Steam turbines use conventional radial vibration and thrust position measurements, but once the size exceeds about 30MW, an additional complement of measurements will be present. These measurements are known as TSI (Turbine Supervisory Instrumentation) and are detailed in a companion publication available here. Most combined cycle plants employ steam turbines larger than 30MW and will thus incorporate TSI measurements. Likewise, most conventional thermal power plants will use trains that range in size from 50MW to over 900MW and will also incorporate TSI measurements. Nuclear plants are designed with large reactors for economies of scale and the steam turbines in such plants are consequently very large, ranging in size from about 700MW to as large as 1800MW – enjoying the distinction of being the most powerful rotating machines in the world. In contrast, geothermal plants generally have smaller machines that rarely exceed 20MW and typically use only conventional measurements rather than TSI measurements. Concentrated solar plants (CSPs) are still relatively few in number, but typically have steam turbines ranging in size from 2MW up to about 200MW in size and may thus also have TSI measurements in addition to conventional measurements.
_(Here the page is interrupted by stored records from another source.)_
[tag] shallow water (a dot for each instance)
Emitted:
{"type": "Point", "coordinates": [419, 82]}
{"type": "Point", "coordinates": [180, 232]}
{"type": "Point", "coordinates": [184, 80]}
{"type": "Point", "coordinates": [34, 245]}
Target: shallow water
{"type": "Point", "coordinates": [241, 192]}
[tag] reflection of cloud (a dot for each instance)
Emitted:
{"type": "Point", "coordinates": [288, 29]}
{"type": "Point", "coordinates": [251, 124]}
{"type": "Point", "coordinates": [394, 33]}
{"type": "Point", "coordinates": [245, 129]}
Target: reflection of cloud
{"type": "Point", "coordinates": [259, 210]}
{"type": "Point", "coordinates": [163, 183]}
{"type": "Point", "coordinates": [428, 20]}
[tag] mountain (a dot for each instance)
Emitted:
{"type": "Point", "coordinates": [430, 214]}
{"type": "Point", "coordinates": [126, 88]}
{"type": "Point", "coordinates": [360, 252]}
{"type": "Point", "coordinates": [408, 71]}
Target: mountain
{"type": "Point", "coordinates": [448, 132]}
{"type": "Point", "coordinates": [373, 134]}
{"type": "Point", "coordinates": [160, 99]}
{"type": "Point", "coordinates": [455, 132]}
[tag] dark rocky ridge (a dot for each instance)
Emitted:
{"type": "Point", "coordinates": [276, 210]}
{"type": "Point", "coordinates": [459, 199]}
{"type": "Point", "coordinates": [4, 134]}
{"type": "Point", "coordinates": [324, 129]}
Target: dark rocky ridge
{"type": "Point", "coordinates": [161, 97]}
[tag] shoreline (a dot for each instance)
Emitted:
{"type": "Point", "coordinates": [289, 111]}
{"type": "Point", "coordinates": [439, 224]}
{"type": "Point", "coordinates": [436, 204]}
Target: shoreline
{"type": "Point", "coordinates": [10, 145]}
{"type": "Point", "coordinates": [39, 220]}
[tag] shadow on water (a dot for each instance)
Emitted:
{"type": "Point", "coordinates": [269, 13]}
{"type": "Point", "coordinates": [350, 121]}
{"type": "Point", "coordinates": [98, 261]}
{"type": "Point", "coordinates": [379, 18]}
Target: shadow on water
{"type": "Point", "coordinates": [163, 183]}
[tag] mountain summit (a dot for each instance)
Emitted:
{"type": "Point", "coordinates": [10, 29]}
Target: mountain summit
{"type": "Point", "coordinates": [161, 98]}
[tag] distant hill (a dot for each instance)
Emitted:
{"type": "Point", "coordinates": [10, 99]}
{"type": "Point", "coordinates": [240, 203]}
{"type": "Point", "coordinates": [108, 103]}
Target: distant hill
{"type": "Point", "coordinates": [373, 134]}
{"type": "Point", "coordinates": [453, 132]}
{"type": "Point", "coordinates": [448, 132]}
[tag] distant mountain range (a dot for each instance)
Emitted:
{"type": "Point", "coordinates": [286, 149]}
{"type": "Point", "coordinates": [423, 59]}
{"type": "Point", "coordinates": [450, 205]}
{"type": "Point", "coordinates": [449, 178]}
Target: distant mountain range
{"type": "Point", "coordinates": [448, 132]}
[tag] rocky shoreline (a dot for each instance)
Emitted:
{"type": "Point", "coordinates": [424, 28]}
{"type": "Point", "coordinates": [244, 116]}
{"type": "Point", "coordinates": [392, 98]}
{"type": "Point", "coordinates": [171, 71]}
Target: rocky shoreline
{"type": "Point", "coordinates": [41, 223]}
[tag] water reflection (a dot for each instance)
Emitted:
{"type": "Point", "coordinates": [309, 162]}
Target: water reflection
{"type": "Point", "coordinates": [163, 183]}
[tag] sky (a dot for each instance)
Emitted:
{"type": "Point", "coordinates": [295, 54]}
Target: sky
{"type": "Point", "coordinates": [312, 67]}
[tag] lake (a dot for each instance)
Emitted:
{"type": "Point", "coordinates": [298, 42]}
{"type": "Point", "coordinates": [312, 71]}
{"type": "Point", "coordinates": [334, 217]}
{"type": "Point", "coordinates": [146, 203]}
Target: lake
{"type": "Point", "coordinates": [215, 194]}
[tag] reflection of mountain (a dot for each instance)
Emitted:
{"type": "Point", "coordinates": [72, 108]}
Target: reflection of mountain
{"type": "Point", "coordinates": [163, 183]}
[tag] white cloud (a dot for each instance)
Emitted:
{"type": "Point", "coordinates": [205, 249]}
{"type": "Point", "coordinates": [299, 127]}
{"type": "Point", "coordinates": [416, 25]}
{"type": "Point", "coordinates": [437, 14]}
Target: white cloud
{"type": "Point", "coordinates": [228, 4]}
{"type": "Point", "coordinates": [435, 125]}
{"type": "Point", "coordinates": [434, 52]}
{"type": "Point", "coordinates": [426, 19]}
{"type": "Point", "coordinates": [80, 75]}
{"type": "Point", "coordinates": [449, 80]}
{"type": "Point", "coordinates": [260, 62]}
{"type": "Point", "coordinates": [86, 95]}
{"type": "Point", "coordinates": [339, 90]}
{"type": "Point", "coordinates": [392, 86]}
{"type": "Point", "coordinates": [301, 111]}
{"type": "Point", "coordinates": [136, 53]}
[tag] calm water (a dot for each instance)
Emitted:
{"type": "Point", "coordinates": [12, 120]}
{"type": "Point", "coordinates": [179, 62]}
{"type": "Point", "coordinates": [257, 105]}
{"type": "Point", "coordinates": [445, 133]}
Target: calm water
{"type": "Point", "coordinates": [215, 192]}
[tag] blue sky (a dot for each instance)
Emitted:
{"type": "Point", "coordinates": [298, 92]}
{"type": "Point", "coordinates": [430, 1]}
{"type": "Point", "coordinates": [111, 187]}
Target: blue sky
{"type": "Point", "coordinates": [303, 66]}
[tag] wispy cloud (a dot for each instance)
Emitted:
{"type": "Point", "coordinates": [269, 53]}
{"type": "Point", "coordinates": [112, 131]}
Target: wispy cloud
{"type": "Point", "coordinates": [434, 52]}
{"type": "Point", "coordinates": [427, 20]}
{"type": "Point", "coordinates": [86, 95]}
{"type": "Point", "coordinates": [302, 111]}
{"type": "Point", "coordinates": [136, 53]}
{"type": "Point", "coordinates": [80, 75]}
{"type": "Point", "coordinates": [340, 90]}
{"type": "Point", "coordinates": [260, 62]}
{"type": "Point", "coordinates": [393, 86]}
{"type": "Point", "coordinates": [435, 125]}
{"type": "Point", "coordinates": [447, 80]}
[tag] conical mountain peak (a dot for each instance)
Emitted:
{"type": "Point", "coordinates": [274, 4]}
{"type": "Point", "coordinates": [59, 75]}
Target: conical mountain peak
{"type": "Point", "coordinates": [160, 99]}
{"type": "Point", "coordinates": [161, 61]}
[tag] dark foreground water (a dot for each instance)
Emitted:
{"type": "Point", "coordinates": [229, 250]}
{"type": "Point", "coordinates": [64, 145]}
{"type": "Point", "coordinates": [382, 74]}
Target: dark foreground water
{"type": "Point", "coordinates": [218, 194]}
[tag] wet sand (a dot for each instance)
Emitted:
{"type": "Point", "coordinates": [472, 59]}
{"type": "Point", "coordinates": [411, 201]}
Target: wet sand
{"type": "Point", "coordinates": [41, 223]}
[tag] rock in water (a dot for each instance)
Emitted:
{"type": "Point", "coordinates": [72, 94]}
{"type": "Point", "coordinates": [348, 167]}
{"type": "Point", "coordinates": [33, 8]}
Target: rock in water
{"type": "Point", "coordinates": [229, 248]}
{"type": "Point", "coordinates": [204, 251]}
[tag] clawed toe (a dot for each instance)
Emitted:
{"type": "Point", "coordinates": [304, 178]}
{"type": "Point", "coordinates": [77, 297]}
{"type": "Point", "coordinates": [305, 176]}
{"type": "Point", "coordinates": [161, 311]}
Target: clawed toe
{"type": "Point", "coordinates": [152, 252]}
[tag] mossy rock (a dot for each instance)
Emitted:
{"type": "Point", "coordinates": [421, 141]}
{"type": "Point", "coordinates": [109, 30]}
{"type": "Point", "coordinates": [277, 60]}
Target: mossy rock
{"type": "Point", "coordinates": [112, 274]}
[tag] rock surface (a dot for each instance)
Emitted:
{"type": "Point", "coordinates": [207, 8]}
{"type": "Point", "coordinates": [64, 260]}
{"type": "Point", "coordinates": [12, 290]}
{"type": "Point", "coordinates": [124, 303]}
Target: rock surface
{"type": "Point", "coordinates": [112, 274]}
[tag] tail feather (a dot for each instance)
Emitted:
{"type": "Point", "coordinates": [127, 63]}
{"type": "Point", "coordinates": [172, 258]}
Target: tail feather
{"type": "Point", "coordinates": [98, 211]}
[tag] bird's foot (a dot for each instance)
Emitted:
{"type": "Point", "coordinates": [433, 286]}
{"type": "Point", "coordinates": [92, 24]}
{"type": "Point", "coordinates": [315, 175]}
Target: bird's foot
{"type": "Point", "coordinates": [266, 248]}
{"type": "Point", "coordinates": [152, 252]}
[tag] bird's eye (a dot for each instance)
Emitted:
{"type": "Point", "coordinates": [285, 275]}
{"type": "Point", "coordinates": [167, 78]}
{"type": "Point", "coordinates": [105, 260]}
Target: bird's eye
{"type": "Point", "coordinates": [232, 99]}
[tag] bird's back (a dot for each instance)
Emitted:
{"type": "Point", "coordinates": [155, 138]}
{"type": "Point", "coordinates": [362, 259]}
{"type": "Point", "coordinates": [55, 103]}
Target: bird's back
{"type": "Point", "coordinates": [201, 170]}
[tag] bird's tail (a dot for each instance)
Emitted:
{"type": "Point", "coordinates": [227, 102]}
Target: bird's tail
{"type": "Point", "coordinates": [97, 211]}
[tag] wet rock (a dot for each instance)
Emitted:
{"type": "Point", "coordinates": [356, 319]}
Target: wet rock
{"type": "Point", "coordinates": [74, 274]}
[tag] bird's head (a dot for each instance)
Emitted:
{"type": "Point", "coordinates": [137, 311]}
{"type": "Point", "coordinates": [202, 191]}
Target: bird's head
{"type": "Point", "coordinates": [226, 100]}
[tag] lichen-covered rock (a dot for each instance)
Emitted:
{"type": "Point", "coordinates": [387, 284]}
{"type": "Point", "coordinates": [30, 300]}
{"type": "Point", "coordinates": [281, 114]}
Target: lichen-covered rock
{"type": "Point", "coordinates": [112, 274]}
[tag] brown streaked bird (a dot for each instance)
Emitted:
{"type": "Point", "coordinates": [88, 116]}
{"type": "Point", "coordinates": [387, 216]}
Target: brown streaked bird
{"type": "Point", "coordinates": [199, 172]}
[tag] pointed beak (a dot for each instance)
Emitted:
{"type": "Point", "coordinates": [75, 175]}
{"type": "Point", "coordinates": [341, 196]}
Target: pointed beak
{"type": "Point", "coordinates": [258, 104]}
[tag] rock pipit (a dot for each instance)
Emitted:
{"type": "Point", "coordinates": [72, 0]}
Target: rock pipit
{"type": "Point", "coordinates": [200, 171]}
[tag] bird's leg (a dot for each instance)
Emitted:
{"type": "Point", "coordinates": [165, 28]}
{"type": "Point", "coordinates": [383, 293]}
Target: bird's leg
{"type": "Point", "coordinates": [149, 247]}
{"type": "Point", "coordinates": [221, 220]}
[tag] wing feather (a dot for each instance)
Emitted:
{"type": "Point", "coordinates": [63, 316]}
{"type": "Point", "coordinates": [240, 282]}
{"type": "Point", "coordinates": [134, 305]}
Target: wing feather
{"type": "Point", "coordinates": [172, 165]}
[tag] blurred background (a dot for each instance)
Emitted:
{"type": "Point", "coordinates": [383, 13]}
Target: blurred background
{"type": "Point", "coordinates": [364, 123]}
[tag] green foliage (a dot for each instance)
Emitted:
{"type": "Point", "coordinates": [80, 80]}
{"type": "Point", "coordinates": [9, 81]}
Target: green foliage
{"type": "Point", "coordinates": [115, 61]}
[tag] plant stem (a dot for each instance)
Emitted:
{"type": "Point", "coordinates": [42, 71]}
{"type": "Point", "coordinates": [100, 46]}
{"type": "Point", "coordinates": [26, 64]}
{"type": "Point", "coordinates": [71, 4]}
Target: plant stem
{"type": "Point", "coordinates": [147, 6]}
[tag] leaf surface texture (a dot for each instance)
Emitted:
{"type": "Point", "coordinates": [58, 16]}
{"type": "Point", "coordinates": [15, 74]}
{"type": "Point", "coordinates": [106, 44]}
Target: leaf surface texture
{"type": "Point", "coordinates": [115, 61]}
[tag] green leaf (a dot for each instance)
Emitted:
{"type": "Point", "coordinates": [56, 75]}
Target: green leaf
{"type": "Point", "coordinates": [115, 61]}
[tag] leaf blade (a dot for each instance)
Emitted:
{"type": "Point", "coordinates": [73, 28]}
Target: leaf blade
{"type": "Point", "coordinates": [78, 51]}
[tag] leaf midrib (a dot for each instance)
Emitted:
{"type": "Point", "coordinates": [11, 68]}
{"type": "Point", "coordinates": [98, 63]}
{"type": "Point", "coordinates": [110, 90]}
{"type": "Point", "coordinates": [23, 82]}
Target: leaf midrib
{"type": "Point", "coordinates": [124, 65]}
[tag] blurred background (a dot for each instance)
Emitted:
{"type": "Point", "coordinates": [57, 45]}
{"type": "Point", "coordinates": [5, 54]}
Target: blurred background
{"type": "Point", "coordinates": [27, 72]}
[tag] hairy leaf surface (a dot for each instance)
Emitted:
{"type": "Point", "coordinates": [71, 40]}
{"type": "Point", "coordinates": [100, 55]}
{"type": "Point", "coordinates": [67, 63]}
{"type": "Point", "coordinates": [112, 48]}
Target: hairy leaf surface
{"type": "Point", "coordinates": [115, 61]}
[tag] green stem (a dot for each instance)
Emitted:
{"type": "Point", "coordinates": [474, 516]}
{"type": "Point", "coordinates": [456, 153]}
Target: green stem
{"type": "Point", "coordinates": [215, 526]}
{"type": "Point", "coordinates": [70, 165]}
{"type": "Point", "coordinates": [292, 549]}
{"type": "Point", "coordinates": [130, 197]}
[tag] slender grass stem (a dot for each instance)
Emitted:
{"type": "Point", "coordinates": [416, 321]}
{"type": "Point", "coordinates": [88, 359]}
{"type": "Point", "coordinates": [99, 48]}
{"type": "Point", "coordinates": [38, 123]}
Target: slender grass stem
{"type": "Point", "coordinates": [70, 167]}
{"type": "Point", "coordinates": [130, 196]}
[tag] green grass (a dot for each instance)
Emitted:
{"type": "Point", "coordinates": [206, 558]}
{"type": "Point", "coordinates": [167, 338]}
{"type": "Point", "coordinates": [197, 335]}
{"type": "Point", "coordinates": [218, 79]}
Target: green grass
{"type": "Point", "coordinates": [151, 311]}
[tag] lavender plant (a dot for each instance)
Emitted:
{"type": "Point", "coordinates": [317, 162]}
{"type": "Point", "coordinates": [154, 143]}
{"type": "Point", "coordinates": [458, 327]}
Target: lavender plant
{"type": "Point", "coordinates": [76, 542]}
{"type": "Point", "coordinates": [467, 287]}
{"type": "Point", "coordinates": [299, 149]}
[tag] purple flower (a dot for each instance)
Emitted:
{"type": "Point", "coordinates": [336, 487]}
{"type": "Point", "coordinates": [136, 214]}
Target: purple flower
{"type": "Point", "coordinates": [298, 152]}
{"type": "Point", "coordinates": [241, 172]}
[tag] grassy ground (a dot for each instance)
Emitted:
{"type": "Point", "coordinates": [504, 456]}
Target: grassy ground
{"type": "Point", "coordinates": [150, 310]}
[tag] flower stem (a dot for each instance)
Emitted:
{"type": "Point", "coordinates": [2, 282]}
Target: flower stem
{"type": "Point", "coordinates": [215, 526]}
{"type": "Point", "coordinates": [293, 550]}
Vibro-meter has extensive experience monitoring steam turbines in all configurations and settings, whether combined-cycle, conventional thermal, geothermal, or nuclear. Our solutions are often supplied for new combined-cycle plants where we monitor both gas and steam turbines, but we are equally proficient in providing retrofits to aging steam turbine monitoring systems. Indeed, many conventional thermal and nuclear plants were commissioned decades ago and their instrumentation systems are now reaching or have surpassed their intended design life. We are able to replace the protection systems and sensors2, and augment these systems with condition monitoring if it is not already present.
In other situations, an outage may not be planned for some time and it is desirable to keep the underlying protection systems and sensors intact while either installing a condition monitoring system for the first time, or replacing an aging and/or unsupported condition monitoring system. Indeed, a recent case history where we delivered such an upgrade can be found here.
Lastly, because we have expertise on both gas and steam turbines, and because both machine types are often found in many plants, a single system and a single provider can be trusted to address all of your machinery along with the turnkey services scope to address any type of project, whether greenfield or brownfield. You can learn more about these offerings and the measurements made on steam turbines by visiting our steam turbine application page and by contacting your nearest vibro-meter sales professional.
Figure 7: In addition to our products, vibro-meter has an extensive portfolio of turnkey services for projects involving steam turbines, gas turbines, and their driven machines.
1“Combined Cycle Power Plants” IMIA Working Group Paper 91 (15); page 14, IMIA Annual Conference 2015, Merida (Yucatán), Mexico, 26-30 September 2015. Retrieved Sept 15, 2022.
2 Many older turbines are under-instrumented and can benefit from additional sensors – not just new sensors that retain the existing mounting locations and bracketry.